The reserve fund is closely linked to the spending cap, and that gives us pause, because The Times has long objected to hands-free budgeting -- decision-making that removes human thinking from the fiscal planning process. But after several decades' worth of ballot measures that impose formulas to grab cash for education and other favored programs, California finds itself so far down the robo-budgeting road that it may need a bit more automation just to regain its bearings.
Extending the recent sales, vehicle license and income tax increases for a year past their current 2011-2012 sunset date provides revenue crucial to moving the state forward. The benefits outweigh the pain.
Proposition 1B is a different story. Unlike 1A, 1C, 1D and 1E, it brings nothing to the table -- no spending reform, no revenue. Most of the propositions are part of a solution, however imperfect. 1B is part of the problem.
It's ostensibly intended to restore $9.3 billion in funding that public schools and community colleges would get in better economic times under Proposition 98 (the granddaddy of ballot-box budgeting measures, passed in 1988 as an attempt to ensure adequate school funding). But in doing so, it could ratchet up the autopilot spending that Gov. Arnold Schwarzenegger says he's trying to stop. We support better funding for schools, but not by imposing more inflexible formulas.
1B isn't needed for the rest of the package to work as intended. It's there to persuade the California Teachers Assn. not to campaign against the package. That's not a good enough reason to pass it.
Proposition 1C would revamp the state lottery, allowing it to be "modernized" through new games, prizes and marketing, while raising $5 billion upfront by allowing investors to buy the rights to future lottery profits. Schools would lose their existing claim on one-third of lottery revenues but would come out ahead, with a new guarantee of $1.1 billion from the general fund.
If borrowing for today against future revenues sounds like a desperate move, well, it is. It's gambling on gambling. But the investors take most of the risk. Also, unlike 1B, 1C brings in money and does so without additional tax increases. Without the $5 billion it brings, California would have to make up the difference by again raising taxes or by making deeper, and ultimately more expensive, cuts. 1C is a decent bet.
Proposition 1D asks voters to modify a ballot measure they adopted in 1998 that imposes a tobacco tax, including 50 cents on every pack of cigarettes, to fund the successful "First 5" preschool and child services programs. It's on the ballot because, to be blunt, the tobacco tax fund has some money, the general fund needs it, and Sacramento deal-makers found it useful to go after it.

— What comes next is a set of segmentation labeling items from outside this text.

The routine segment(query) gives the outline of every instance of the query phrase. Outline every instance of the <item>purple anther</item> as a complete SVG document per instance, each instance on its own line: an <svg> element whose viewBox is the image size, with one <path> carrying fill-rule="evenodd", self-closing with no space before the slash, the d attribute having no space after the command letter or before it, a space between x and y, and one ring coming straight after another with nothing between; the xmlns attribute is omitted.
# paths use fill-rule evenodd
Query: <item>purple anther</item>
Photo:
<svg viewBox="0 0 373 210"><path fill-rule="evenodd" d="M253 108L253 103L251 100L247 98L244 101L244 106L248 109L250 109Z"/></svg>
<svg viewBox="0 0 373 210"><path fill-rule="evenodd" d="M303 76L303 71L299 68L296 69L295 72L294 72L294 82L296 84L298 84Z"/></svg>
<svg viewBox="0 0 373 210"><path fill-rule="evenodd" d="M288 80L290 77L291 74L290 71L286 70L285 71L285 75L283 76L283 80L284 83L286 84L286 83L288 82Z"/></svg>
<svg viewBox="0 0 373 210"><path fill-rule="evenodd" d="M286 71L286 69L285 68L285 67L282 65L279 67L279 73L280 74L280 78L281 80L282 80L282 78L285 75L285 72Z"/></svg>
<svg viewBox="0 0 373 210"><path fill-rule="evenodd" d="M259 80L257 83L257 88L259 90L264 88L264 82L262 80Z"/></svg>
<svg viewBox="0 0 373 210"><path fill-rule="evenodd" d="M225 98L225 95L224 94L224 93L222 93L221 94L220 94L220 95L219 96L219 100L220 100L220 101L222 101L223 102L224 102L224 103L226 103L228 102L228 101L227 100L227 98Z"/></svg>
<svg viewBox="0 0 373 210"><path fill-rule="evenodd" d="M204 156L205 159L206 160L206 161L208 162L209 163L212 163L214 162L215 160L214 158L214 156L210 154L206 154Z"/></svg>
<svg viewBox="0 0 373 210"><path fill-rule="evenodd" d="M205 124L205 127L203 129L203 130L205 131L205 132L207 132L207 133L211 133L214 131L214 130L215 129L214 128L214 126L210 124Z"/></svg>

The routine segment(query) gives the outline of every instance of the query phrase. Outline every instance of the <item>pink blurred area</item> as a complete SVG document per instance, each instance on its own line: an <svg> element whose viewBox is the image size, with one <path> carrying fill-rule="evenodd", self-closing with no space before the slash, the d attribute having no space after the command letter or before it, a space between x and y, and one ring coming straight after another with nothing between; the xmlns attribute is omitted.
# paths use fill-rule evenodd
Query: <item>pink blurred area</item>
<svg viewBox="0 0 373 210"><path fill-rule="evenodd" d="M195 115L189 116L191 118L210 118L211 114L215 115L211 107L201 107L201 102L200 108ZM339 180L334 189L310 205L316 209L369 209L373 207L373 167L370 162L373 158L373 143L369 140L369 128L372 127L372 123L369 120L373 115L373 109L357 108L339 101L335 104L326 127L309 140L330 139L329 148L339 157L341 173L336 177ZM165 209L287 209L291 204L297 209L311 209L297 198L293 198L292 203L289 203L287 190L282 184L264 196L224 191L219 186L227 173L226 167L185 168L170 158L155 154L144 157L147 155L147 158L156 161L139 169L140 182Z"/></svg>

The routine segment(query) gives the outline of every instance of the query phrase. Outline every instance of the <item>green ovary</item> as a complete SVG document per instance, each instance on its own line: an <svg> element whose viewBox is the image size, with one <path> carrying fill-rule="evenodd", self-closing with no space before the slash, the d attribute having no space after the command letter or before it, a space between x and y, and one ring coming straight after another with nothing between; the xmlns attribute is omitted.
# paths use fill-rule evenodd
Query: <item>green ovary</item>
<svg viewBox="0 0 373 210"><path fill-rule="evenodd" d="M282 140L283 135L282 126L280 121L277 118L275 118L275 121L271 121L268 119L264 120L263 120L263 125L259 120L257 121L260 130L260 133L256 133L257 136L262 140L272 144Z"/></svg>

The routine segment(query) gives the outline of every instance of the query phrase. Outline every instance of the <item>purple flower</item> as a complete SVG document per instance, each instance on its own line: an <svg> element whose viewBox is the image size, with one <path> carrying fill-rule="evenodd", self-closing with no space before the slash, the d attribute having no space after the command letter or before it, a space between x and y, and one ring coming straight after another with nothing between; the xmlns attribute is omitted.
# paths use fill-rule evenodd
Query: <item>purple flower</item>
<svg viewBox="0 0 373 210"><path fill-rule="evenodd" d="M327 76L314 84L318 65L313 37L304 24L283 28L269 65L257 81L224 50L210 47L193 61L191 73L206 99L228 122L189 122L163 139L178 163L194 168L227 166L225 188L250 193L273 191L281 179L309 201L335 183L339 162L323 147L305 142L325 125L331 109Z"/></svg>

The tax has protected children's programsfrom the revenue roller coaster, and it delivers good results. But without 1D, the state would have to cut other programs that children and their families rely on -- foster care, in-home care, health and hospitalization. That means First 5 children and their families may actually be better off with 1D than without it, even though the people who administer the programs may not. First 5 programs would regain complete control of the tobacco tax funds in five years. It's not an ideal solution, but it's a useful and pragmatic one.
Proposition 1E is different only in that the fund from which it diverts money is the Proposition 63 "millionaire's tax," used for mental health programs. It's a shame to see money taken from successful programs. But it's temporary -- in this case, only two years -- and it's needed.
Proposition 1F may embody the most frustrating twist of this special election. In polling, Californians say they like this proposition the best, but we suspect that's because of their mistaken belief that the measure would deprive lawmakers of their pay when the budget is late or out of balance. It wouldn't. It would merely block their pay raises when a deficit is predicted. This measure is, well, OK. It won't help much. But it won't hurt much either.
If 1A, 1C, 1D, 1E and 1F pass, California will still face difficult times. But if they fail, our options will be fewer and more difficult.